Involvement of cell shape in the replication and segregation of chromosomes in Escherichia coli.

Chromosome replication appears to initiate in E. coli when the dnaA boxes in oriC become filled with DnaA protein, which could simultaneously mediate both the unwinding of the origin for the start of polymerization and the attachment of oriC to the cell envelope (Bramhill and Kornberg, 1988; Løbner-Olesen et al., 1989; Pierucci et al., 1989). The attachment takes place somewhere within the cell half in which the oriC resides. The boundaries of this attachment/replication zone, which cannot include the polar cap, could be demarcated by the polar and centrally located periseptal annuli (Rothfield, this Forum). Since attachment and polymerization are two aspects of the same process, the attachment probably takes place via the polymerizing strand. Once polymerization begins, the oriC with the older template strand moves away from the younger one, by mechanisms unknown, to eventually take up residence in the equivalent domain of the complementary sister cell. Thus, the template strand that stays within its domain corresponds to the strand that was attached during the previous round of replication, and the template that moves away is the one that was not attached. The driving force for this translocation is not specified by our model, but a number of plausible alternatives have been proposed by others (reviewed in Leonard and Helmstetter, 1990).

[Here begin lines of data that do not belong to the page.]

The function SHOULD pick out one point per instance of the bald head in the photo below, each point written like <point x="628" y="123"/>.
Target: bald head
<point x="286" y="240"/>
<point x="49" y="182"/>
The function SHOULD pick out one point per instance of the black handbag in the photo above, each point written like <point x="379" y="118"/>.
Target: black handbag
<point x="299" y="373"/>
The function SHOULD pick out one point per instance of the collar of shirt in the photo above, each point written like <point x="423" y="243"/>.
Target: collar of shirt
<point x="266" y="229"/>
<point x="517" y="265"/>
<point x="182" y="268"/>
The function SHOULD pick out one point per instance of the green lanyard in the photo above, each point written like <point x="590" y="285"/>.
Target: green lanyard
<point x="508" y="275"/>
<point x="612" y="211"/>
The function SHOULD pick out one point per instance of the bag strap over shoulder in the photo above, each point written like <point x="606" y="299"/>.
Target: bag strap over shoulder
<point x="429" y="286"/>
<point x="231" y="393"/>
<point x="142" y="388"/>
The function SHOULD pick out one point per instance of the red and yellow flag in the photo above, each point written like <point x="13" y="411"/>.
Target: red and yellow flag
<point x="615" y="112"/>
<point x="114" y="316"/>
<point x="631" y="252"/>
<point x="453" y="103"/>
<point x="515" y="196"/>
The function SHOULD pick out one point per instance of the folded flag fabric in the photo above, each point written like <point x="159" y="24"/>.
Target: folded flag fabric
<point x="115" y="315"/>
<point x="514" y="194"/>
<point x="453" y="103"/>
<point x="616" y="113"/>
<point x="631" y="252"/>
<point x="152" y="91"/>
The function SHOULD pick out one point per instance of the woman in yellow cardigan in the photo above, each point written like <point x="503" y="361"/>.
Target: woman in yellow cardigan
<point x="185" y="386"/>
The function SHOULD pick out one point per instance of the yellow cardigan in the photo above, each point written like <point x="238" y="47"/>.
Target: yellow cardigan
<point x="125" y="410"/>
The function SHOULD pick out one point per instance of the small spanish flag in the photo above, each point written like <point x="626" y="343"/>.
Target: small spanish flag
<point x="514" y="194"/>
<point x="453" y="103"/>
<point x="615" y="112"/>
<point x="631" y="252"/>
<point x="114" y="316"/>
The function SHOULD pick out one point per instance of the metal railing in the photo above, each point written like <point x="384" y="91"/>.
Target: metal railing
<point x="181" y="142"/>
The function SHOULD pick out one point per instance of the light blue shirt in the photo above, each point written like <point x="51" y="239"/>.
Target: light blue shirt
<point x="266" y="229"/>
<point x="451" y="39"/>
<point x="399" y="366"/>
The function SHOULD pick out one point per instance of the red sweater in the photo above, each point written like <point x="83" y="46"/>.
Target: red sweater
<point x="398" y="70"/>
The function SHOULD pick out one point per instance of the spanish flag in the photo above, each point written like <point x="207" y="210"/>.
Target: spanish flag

Throughout the ensuing replication and cell division, the chromosomes are located (or can move freely) within the attachment/replication zone of the developing daughter cell (lateral cylinder and septum). At some time during the course of this process, but before the next initiation event, the replication origins must be released from the attachment sites so that the entire process can be repeated. Thus, the probabilistic non-random chromosome segregation is due to the asymmetry of the attachment/replication zone in the cell, whereas the partitioning system itself must possess a mechanism to discriminate between template strands of different ages. This apparent mechanistic relationship between chromosome replication, chromosome partitioning and the maintenance of cell shape may provide an interesting framework for future experiments.